Personal information
- Date of birth: 30 September 2000 (age 25)
- Place of birth: Drenas, Kosovo
- Position: Midfielder

Team information
- Current team: Trabzon
- Number: 8

Senior career*
- Years: Team / Apps / (Gls)
- A&N
- Feronikeli / = 15
- 2022–24: Hajvalia
- 2024–25: Mitrovica
- 2025–: Trabzon / = 15 / (3)

International career^{‡}
- 2020–: Kosovo / 10 / (0)

= Fatlinda Ramaj =

Kosovan footballer (born 2000)

Fatlinda Ramaj (born 30 September 2000) is a Kosovan professional women's football midfielder who plays for the Turkish Super League club Trabzon, and the Kosovo women's national team.

== Club career ==
Ramaj played for the clubs A&N, Feronikeli and from 2022 on for Hajvalia, before she transferred to Mitrovica on 1 August 2024.

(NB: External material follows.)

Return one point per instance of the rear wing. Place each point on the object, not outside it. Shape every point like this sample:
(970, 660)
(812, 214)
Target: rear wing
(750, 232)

After six months with Mitrovica, she moved to Turkey in January 2025, and signed with the Super League club Trabzon to play in the second half of the 2024–25 Turkish Women's Football Super League. Her contract was extended for the next season.

== International career ==
Ramaj has been a member of the Kosovo national team since 2020. She played at the UEFA Women's Euro 2022 qualifying Group A, 2023 FIFA Women's World Cup qualification – UEFA Group F and 2024–25 UEFA Women's Champions League qualifying rounds matches.